Aramine and sensmore have announced a partnership to introduce an automated, battery-powered Aramac L140B loader into the underground production environment at Cemex in Germany. This collaboration transforms a proven underground machine into a fully autonomous production system designed for real operating conditions.
As Europe actively seeks secure access to critical raw materials, underground extraction must become safer, more efficient, and less dependent on scarce skilled labour. Autonomous machines represent a practical path to achieving these vital goals by greatly reducing operator exposure to demanding underground environments.
Marc Melkonian, co-president at Aramine in charge of the equipment division, highlighted the strategic importance of this development. "The next step is to take raw materials under our feet, under our ground, in Europe, and not on the other side of the world. For that, we are not going to send people underground, but we are going to send machines that are capable to do it by themselves," said Melkonian.
The hardware driving this initiative is the Aramac L140B loader, provided by Aramine. Launched in 2016 to introduce new technology into underground mining, this battery-powered machine was explicitly designed with the openness required for autonomous control. Featuring a 1.3-tonne payload, it is engineered specifically for the distinct challenges of narrow-vein mining. The L140B successfully combines productivity, manoeuvrability, and operational flexibility in confined underground spaces. Operating with zero local CO2 emissions, the loader supports safer mining environments whilst enabling the transition toward fully autonomous production.

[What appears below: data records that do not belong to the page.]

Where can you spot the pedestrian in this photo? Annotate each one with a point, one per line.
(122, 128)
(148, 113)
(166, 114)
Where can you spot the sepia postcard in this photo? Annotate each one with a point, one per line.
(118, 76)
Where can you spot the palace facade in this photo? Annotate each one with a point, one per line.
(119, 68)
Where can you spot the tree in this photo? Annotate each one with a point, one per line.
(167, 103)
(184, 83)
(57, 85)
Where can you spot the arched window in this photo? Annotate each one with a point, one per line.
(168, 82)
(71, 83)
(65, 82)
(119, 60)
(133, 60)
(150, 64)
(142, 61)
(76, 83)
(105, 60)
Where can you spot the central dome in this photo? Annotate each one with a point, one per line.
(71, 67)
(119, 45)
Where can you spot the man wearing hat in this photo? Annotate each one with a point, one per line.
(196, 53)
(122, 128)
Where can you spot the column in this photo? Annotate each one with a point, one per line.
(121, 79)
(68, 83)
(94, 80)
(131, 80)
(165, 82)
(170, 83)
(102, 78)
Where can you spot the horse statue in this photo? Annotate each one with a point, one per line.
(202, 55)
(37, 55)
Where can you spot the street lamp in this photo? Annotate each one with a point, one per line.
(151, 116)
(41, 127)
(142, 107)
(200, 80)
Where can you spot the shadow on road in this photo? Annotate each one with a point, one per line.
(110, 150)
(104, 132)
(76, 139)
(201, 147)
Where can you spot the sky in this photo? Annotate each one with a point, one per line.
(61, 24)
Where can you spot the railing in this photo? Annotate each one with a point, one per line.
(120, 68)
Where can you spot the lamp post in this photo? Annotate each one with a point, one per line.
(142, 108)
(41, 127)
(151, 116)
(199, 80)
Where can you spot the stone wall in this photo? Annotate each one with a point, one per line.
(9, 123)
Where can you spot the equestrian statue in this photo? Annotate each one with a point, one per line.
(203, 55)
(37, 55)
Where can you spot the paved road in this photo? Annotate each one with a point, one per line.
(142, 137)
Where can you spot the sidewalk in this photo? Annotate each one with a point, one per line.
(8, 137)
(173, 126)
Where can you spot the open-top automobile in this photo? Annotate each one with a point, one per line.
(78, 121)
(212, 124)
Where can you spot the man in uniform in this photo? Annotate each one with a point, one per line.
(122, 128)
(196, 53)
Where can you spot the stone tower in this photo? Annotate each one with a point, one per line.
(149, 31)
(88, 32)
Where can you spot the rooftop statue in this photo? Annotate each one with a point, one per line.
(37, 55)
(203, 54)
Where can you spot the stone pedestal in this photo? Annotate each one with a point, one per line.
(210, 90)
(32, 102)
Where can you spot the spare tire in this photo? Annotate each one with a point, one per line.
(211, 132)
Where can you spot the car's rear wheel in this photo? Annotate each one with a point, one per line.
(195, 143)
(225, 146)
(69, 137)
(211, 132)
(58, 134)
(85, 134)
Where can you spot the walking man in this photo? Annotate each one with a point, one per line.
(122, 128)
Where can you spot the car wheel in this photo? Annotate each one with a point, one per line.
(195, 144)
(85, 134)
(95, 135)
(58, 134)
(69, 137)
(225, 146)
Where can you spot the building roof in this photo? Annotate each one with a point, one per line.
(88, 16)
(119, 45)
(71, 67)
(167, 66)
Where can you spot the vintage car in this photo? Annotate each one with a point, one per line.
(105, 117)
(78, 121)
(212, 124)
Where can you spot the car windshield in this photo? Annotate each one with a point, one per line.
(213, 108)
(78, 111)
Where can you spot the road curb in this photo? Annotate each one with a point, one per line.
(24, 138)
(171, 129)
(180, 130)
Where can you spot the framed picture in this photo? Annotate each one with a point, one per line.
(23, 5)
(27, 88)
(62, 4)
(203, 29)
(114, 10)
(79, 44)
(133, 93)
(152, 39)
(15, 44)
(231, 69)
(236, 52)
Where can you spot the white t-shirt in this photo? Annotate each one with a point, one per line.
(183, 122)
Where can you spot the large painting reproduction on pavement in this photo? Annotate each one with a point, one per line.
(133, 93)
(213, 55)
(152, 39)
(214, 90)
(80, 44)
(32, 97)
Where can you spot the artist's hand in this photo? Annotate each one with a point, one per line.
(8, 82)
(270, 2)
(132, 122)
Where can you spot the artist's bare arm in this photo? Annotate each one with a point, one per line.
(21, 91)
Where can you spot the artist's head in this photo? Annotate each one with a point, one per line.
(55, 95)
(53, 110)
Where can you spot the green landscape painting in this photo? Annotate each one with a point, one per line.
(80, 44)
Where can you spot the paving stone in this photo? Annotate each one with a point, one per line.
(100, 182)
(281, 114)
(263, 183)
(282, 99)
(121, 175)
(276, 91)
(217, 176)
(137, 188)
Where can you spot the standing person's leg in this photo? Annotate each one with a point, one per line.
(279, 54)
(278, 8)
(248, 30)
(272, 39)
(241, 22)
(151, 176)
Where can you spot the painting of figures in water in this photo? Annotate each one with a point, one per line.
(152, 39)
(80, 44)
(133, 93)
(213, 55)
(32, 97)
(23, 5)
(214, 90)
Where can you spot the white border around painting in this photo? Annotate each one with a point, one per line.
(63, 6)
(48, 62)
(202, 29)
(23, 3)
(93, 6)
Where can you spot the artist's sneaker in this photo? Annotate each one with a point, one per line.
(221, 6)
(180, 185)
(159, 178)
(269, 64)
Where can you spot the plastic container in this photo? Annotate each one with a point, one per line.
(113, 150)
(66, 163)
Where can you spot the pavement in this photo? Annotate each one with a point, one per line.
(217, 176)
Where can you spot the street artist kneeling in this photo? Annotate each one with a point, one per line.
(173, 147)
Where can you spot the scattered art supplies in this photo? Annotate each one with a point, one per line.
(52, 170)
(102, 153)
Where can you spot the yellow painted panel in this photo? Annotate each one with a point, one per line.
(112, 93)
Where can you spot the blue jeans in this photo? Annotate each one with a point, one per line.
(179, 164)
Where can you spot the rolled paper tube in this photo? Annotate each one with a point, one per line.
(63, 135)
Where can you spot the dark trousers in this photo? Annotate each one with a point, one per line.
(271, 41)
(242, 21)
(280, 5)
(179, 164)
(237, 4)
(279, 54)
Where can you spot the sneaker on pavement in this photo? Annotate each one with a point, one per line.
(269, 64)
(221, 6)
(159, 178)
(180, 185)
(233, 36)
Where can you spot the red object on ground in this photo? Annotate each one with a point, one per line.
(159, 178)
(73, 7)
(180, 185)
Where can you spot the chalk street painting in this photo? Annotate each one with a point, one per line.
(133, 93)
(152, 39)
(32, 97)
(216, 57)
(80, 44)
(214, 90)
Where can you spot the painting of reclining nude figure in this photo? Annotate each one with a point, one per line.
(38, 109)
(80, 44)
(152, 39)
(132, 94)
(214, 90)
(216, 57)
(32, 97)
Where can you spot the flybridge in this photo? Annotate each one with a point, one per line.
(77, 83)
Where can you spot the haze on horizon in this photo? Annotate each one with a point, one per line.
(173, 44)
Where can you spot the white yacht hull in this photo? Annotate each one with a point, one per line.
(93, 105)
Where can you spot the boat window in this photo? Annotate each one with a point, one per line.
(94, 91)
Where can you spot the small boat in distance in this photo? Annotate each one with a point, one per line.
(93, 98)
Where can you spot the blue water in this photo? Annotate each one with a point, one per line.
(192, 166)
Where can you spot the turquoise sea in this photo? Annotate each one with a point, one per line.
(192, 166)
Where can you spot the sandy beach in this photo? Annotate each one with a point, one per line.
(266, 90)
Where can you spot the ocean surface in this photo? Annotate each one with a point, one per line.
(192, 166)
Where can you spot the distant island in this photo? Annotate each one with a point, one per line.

While Aramine provides the physical platform, sensmore acts as the automation system provider. The software company turns the L140B into an intelligent, autonomous production machine. The integration encompasses the entire automation stack, safety architecture, machine control, and operational interfaces required for active production use. At Cemex in Rüdersdorf, sensmore connected the automated L140B to the entire production process, including the conveyor belt, functional safety networks, and site infrastructure. Consequently, the machine operates not as an isolated robot, but as an integral part of the continuous underground workflow.
"Autonomy in heavy industry only creates real value when it is vertically integrated into the production environment," said Maximilian Rolf, CEO and Co-founder of sensmore. "At Cemex, we are integrating the Aramine L140B into the entire underground process. That is how autonomous machines become part of industrial reality today".

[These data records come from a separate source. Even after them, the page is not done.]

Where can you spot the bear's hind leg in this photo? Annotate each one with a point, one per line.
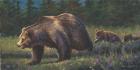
(37, 53)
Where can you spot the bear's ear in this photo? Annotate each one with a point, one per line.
(29, 33)
(23, 28)
(96, 30)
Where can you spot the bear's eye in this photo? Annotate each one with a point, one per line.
(23, 38)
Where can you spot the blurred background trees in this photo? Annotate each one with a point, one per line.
(14, 14)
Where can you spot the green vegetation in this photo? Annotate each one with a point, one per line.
(94, 12)
(105, 56)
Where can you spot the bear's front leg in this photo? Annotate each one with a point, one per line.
(64, 53)
(37, 53)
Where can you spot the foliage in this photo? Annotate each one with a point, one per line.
(13, 16)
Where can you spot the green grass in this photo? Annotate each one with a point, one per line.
(105, 56)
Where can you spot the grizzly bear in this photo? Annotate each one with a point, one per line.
(109, 36)
(131, 37)
(63, 32)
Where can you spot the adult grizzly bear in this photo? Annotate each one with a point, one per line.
(63, 32)
(102, 35)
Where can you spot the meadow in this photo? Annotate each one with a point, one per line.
(105, 55)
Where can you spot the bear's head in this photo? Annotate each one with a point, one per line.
(127, 37)
(24, 39)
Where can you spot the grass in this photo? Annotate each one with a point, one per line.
(105, 56)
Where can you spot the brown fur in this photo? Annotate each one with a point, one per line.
(102, 35)
(63, 32)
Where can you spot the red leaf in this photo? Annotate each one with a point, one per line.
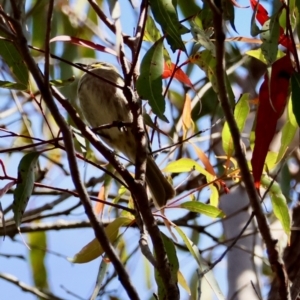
(285, 41)
(271, 107)
(261, 14)
(179, 74)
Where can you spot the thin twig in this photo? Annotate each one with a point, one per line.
(21, 44)
(264, 229)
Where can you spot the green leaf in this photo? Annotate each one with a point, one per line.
(37, 254)
(254, 28)
(257, 53)
(296, 96)
(208, 276)
(166, 16)
(93, 249)
(279, 203)
(185, 165)
(149, 83)
(228, 11)
(25, 184)
(174, 265)
(12, 85)
(288, 132)
(281, 211)
(270, 36)
(241, 112)
(202, 208)
(207, 63)
(15, 62)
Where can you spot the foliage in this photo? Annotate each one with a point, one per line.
(189, 74)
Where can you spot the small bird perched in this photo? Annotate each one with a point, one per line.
(103, 103)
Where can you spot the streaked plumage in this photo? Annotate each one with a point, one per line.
(103, 103)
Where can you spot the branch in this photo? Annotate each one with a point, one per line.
(264, 229)
(27, 288)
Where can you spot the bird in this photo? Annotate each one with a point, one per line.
(103, 102)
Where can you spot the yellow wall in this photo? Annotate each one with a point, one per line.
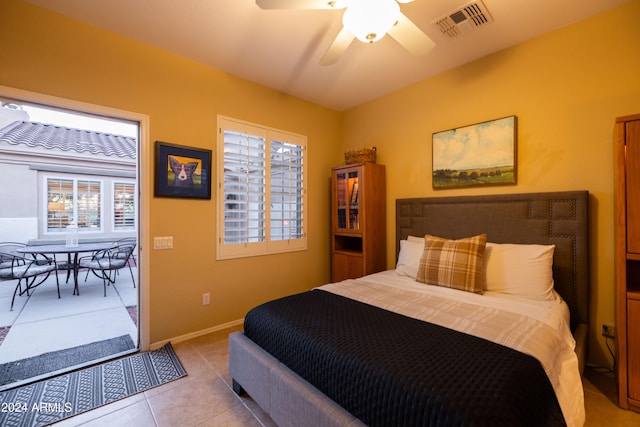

The operational impact of this deployment is already highly visible. Christian Zinnecker, coordinator underground operations, extraction & blasting at Cemex, noted the project's significance. "Implementing this system is a major milestone for us. It helps improve productivity, reduces operator exposure to underground risks, and supports our journey toward safer and lower-emission mining operations" said Zinnecker.

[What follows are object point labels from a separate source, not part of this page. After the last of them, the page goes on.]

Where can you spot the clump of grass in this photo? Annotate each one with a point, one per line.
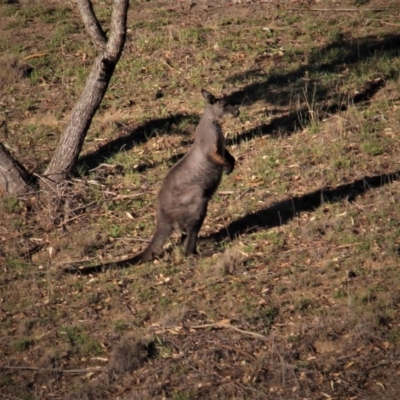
(131, 353)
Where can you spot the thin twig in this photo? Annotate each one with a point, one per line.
(340, 9)
(37, 55)
(221, 325)
(61, 371)
(384, 22)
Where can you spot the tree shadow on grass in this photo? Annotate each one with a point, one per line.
(136, 136)
(282, 212)
(307, 84)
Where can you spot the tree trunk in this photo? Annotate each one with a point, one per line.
(71, 142)
(14, 179)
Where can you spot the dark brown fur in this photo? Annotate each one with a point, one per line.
(189, 184)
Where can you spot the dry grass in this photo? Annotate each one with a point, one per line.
(296, 295)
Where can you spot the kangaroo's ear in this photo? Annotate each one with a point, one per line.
(208, 96)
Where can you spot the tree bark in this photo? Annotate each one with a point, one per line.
(14, 179)
(71, 142)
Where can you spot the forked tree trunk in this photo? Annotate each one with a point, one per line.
(13, 177)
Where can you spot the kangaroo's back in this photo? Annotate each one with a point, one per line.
(191, 182)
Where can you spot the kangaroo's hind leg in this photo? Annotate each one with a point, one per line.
(230, 161)
(192, 231)
(163, 230)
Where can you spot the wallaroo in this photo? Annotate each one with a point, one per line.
(190, 184)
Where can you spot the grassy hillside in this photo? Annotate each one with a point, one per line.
(300, 297)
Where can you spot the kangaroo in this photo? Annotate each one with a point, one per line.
(189, 185)
(192, 181)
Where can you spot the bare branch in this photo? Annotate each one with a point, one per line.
(118, 29)
(92, 24)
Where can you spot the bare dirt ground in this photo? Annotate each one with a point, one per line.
(300, 299)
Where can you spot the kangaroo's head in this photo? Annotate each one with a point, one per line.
(219, 106)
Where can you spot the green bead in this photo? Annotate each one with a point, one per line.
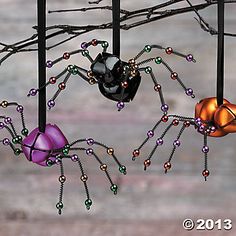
(88, 203)
(65, 151)
(114, 188)
(148, 69)
(25, 132)
(148, 48)
(85, 53)
(158, 60)
(122, 169)
(17, 152)
(59, 205)
(105, 44)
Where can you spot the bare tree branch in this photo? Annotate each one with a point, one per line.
(139, 17)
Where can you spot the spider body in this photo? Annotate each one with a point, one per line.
(51, 148)
(222, 117)
(114, 82)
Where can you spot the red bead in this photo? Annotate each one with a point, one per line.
(206, 173)
(136, 153)
(94, 42)
(174, 75)
(169, 50)
(167, 165)
(66, 55)
(62, 86)
(164, 118)
(175, 122)
(157, 87)
(52, 80)
(186, 124)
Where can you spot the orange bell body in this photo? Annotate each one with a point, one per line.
(223, 117)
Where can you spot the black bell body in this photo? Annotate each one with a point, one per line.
(108, 70)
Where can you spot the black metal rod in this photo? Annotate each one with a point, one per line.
(41, 64)
(116, 27)
(220, 54)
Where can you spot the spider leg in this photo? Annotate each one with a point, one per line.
(205, 150)
(157, 88)
(168, 50)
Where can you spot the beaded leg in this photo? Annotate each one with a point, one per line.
(205, 150)
(70, 70)
(7, 123)
(62, 180)
(168, 50)
(157, 88)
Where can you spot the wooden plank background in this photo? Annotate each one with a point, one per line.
(149, 203)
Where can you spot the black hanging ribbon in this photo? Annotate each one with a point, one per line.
(220, 54)
(116, 27)
(41, 6)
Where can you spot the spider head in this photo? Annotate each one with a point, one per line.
(108, 70)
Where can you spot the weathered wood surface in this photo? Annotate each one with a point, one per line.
(149, 203)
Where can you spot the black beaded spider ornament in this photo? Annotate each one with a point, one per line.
(51, 148)
(117, 80)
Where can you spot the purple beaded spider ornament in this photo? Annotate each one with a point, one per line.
(52, 148)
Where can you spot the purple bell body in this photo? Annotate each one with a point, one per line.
(37, 146)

The automated Aramac L140B boasts remarkable endurance, operating autonomously for up to eight hours, compared with around five hours in manual, manned mode. This substantial increase translates into greater machine availability, a reduction in repetitive tasks, and a significantly safer working environment underground.
Together, Aramine, sensmore, and Cemex are demonstrating that autonomous underground extraction is no longer a future concept. It is becoming an industrial reality: safer for people, easier to operate, and fully ready to support the next generation of underground resource production.